Though the film was a great disappointment and catastrophe, there were certain moments in the film that reminded us why Wes Craven is the brilliant horror maestro that he is. In the first scene, Abel Plankov (Raul Esparza) stands in front of the mirror talking to his reflection. Craven uses an over-the-shoulder shot to focus on Abel’s infinite reflections created in the bathroom mirror. Unlike the explicatory scenes in the film, the never-ending reflections implicitly refer to Abel’s multiple personalities. And therein lies Wes Craven’s twisted genius.

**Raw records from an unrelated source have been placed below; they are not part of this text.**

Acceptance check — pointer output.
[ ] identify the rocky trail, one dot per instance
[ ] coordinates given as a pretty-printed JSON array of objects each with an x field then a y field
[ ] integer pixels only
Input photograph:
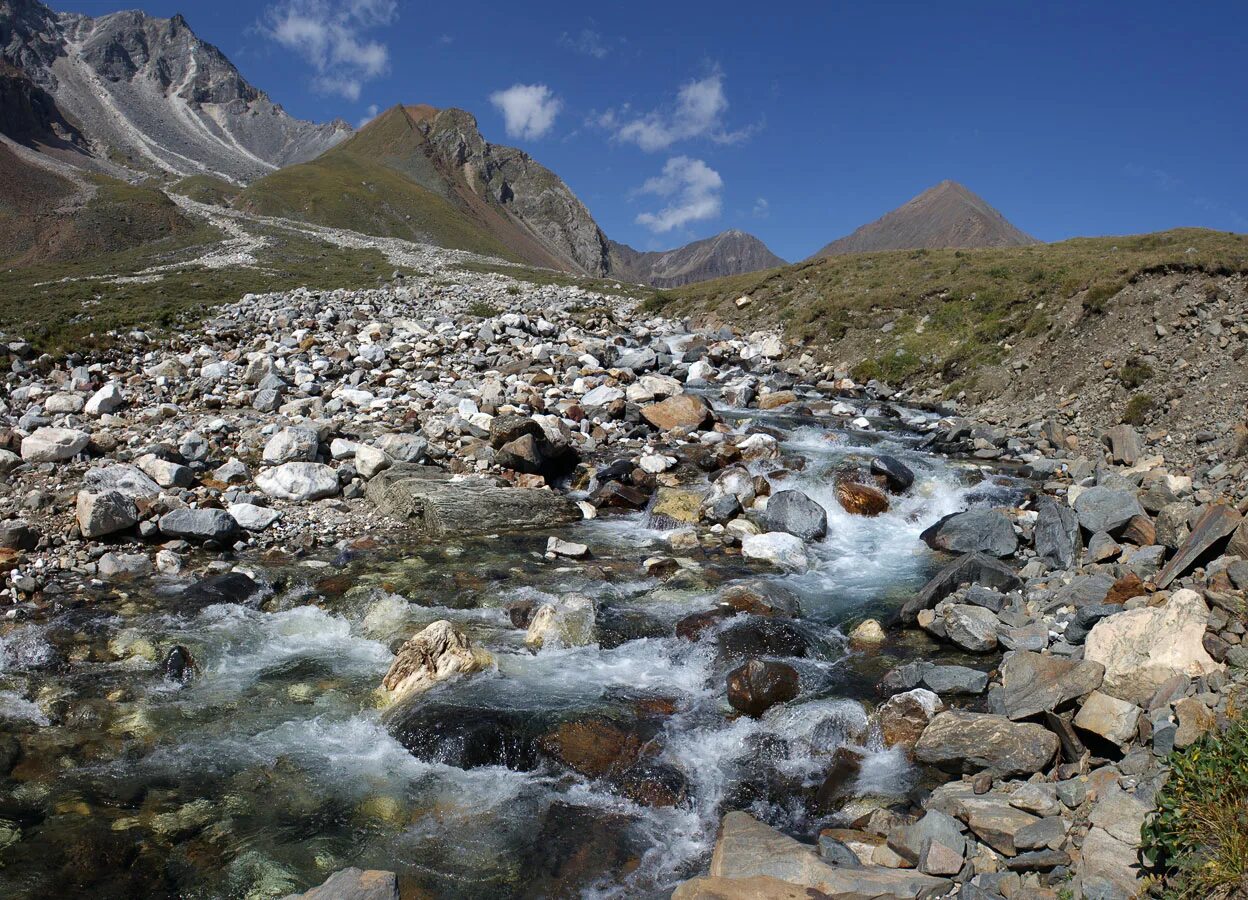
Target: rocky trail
[{"x": 464, "y": 586}]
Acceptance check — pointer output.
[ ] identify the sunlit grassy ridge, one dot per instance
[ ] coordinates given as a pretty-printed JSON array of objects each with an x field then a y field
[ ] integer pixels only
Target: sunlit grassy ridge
[{"x": 949, "y": 311}]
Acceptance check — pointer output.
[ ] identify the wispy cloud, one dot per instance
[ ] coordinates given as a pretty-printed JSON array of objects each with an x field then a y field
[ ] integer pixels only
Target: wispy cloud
[
  {"x": 332, "y": 39},
  {"x": 587, "y": 43},
  {"x": 698, "y": 111},
  {"x": 693, "y": 192},
  {"x": 1172, "y": 184},
  {"x": 528, "y": 110}
]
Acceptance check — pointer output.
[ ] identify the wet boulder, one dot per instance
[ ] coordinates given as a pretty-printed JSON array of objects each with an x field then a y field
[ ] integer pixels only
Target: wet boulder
[
  {"x": 231, "y": 587},
  {"x": 683, "y": 411},
  {"x": 975, "y": 531},
  {"x": 861, "y": 499},
  {"x": 756, "y": 685},
  {"x": 199, "y": 524},
  {"x": 969, "y": 742},
  {"x": 795, "y": 513},
  {"x": 778, "y": 548},
  {"x": 1106, "y": 509},
  {"x": 761, "y": 637},
  {"x": 434, "y": 654},
  {"x": 468, "y": 737},
  {"x": 894, "y": 473},
  {"x": 105, "y": 513},
  {"x": 436, "y": 506},
  {"x": 353, "y": 884},
  {"x": 569, "y": 622}
]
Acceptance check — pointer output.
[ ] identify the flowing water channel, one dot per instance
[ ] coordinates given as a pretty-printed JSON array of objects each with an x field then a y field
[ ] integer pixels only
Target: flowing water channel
[{"x": 273, "y": 767}]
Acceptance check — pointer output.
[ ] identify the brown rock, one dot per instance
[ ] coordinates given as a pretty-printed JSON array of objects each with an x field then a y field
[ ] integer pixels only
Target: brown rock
[
  {"x": 1125, "y": 588},
  {"x": 758, "y": 685},
  {"x": 861, "y": 499},
  {"x": 683, "y": 411}
]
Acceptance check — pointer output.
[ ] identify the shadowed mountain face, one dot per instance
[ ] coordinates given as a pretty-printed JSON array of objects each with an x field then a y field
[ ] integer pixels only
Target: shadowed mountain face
[
  {"x": 731, "y": 252},
  {"x": 129, "y": 91},
  {"x": 945, "y": 216},
  {"x": 428, "y": 175}
]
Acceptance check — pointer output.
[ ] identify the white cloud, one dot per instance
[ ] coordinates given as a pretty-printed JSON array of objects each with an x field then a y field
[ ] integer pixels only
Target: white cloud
[
  {"x": 331, "y": 38},
  {"x": 528, "y": 110},
  {"x": 698, "y": 112},
  {"x": 693, "y": 190},
  {"x": 587, "y": 41}
]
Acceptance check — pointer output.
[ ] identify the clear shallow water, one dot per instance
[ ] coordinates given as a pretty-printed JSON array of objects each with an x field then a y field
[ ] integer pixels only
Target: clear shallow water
[{"x": 275, "y": 767}]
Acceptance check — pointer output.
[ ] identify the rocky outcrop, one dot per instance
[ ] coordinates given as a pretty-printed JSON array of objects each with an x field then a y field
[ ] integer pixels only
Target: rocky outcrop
[
  {"x": 147, "y": 94},
  {"x": 731, "y": 252}
]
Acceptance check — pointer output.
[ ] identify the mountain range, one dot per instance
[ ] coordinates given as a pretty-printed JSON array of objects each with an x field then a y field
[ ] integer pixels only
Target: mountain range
[
  {"x": 146, "y": 105},
  {"x": 945, "y": 216}
]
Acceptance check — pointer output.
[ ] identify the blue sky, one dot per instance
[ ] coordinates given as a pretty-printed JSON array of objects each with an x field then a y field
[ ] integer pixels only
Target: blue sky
[{"x": 799, "y": 121}]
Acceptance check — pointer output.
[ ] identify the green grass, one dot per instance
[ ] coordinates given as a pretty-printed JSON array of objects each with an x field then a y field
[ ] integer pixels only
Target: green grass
[
  {"x": 952, "y": 312},
  {"x": 58, "y": 315},
  {"x": 207, "y": 189},
  {"x": 1198, "y": 838},
  {"x": 343, "y": 191}
]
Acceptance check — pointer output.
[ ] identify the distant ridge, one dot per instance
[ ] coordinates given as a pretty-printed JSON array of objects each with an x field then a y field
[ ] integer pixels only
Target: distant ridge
[
  {"x": 945, "y": 216},
  {"x": 730, "y": 252}
]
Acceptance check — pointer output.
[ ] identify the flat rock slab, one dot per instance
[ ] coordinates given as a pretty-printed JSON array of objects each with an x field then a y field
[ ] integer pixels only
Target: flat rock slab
[
  {"x": 437, "y": 504},
  {"x": 1217, "y": 523}
]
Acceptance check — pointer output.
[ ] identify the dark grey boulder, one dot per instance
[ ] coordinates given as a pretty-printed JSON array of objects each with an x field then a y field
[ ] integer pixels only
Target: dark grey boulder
[
  {"x": 1056, "y": 533},
  {"x": 795, "y": 513},
  {"x": 1106, "y": 509},
  {"x": 976, "y": 531}
]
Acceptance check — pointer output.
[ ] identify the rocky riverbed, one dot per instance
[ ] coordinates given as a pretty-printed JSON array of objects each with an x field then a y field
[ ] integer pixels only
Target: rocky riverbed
[{"x": 513, "y": 591}]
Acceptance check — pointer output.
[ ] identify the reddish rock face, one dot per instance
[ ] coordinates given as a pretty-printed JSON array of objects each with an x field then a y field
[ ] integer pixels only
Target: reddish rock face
[{"x": 758, "y": 685}]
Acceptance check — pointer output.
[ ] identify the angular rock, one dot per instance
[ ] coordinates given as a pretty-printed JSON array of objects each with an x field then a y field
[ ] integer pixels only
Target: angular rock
[
  {"x": 1032, "y": 683},
  {"x": 795, "y": 513},
  {"x": 1108, "y": 717},
  {"x": 748, "y": 849},
  {"x": 1106, "y": 509},
  {"x": 759, "y": 684},
  {"x": 972, "y": 568},
  {"x": 438, "y": 652},
  {"x": 436, "y": 506},
  {"x": 976, "y": 531},
  {"x": 779, "y": 548},
  {"x": 1216, "y": 524},
  {"x": 683, "y": 411},
  {"x": 199, "y": 524},
  {"x": 105, "y": 513},
  {"x": 970, "y": 742},
  {"x": 1056, "y": 533},
  {"x": 54, "y": 445}
]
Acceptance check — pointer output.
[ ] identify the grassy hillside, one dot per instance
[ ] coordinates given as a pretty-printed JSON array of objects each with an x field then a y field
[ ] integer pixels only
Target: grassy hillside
[
  {"x": 65, "y": 305},
  {"x": 904, "y": 315}
]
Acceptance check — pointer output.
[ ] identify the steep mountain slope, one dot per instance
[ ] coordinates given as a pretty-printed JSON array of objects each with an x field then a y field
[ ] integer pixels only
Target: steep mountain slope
[
  {"x": 945, "y": 216},
  {"x": 730, "y": 252},
  {"x": 428, "y": 175},
  {"x": 129, "y": 91}
]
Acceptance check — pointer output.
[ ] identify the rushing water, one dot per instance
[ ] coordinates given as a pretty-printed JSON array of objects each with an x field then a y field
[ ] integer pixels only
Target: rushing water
[{"x": 273, "y": 768}]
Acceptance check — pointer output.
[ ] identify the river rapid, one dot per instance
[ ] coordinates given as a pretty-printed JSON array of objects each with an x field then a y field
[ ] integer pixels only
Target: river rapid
[{"x": 273, "y": 764}]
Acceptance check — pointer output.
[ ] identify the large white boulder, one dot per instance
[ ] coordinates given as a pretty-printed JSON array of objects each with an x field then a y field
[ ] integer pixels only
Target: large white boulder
[{"x": 1142, "y": 648}]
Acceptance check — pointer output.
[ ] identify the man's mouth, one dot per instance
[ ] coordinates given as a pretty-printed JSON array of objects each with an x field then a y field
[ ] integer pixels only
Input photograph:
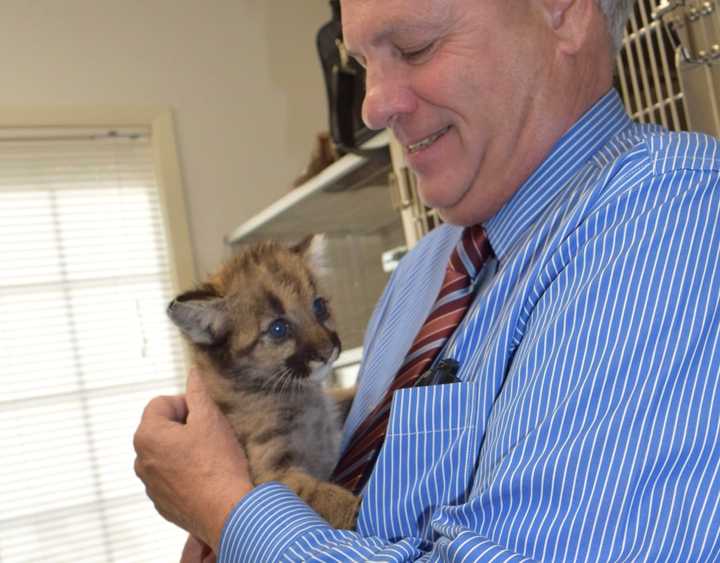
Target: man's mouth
[{"x": 427, "y": 141}]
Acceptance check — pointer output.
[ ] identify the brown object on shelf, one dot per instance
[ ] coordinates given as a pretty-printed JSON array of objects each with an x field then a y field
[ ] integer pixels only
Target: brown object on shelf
[{"x": 323, "y": 155}]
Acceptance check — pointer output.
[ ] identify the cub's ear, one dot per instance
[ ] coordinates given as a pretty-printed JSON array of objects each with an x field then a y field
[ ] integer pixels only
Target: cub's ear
[
  {"x": 201, "y": 315},
  {"x": 313, "y": 249}
]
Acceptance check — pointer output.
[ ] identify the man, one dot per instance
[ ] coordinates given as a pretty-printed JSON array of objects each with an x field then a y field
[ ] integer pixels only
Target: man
[{"x": 582, "y": 422}]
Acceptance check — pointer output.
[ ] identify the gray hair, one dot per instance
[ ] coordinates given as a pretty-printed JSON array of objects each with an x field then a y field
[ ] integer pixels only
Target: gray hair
[{"x": 617, "y": 13}]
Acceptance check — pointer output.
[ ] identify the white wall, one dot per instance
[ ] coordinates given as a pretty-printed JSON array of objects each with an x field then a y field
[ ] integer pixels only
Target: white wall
[{"x": 242, "y": 77}]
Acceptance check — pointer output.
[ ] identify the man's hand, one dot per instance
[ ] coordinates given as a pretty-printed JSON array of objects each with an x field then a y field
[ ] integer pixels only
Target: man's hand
[
  {"x": 193, "y": 468},
  {"x": 196, "y": 551}
]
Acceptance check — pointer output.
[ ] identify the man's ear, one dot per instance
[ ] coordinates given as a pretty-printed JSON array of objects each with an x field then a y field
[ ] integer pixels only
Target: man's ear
[
  {"x": 201, "y": 315},
  {"x": 571, "y": 21}
]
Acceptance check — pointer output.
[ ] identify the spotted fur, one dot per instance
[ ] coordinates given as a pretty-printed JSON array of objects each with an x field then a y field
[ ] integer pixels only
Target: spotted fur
[{"x": 265, "y": 337}]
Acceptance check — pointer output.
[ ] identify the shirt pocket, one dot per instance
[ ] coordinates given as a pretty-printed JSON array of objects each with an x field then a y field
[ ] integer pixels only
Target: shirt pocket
[{"x": 427, "y": 461}]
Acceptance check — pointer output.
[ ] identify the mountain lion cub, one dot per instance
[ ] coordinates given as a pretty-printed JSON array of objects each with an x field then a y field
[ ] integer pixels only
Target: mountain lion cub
[{"x": 264, "y": 337}]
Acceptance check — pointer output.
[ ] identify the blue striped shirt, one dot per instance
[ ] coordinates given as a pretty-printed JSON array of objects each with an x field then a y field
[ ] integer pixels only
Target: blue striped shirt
[{"x": 586, "y": 423}]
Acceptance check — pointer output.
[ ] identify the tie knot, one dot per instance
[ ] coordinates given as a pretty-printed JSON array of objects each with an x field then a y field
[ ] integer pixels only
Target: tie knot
[{"x": 471, "y": 251}]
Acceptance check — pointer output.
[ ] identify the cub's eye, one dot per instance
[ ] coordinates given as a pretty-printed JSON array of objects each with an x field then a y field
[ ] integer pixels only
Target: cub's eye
[
  {"x": 321, "y": 309},
  {"x": 279, "y": 329}
]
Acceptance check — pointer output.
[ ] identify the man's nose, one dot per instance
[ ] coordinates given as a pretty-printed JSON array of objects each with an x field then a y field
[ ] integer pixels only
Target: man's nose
[{"x": 387, "y": 94}]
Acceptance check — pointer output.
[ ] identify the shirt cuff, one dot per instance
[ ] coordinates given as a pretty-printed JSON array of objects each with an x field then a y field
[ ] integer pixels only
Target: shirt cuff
[{"x": 265, "y": 523}]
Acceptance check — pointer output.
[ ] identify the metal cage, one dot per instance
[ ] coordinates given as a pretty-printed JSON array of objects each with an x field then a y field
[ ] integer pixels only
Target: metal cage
[{"x": 667, "y": 71}]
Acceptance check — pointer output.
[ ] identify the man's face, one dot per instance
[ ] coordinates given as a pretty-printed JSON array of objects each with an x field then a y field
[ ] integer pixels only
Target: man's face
[{"x": 457, "y": 81}]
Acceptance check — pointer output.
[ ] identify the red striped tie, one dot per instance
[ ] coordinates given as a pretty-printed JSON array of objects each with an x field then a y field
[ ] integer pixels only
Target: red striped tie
[{"x": 452, "y": 302}]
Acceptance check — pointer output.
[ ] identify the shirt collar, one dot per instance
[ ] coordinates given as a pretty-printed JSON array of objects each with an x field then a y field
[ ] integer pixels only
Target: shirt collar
[{"x": 579, "y": 145}]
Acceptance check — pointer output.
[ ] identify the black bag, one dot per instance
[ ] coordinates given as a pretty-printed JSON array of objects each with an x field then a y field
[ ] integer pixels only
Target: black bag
[{"x": 345, "y": 86}]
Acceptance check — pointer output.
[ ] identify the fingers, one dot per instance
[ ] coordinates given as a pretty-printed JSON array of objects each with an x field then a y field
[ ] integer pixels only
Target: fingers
[
  {"x": 195, "y": 551},
  {"x": 197, "y": 396},
  {"x": 171, "y": 408}
]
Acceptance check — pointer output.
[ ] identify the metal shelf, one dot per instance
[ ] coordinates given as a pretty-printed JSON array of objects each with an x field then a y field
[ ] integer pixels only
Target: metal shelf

Another brilliantly planned sequence was when Bug’s love interest, Brittany, (Paulina Olysnski) is killed in the middle of the woods. Craven opts for an extreme close-up shot of Brittany’s eyes as she calls for help and says “take me home.” Craven moves in closer with a close-up shot of Brittany’s white purse and slippers, which turn red from her blood as she is being killed. The red shoes, closed eyes, and the words “take me home” clearly alludes to Dorothy’s ruby slippers and her wish to return home. What was once an image of safetly and innocence has turned into a blood lust of horror. Only Wes Craven would parody a pop culture reference and contort it to suit his horror world.

Though the film pushes Bug to leave his innocent boyhood in order to become a man, My Soul to Take never graduates to becoming a full-fledged thriller. It is stuck with its innocent thriller principles and is never allowed to break free from these constraints. The poor story structure and dialogue does not allow the audience to connect with the film or characters. It’s is an awkward killing spree without any purpose. Perhaps this film blunder was made to lower the standards for Craven’s up-coming film, Scream 4.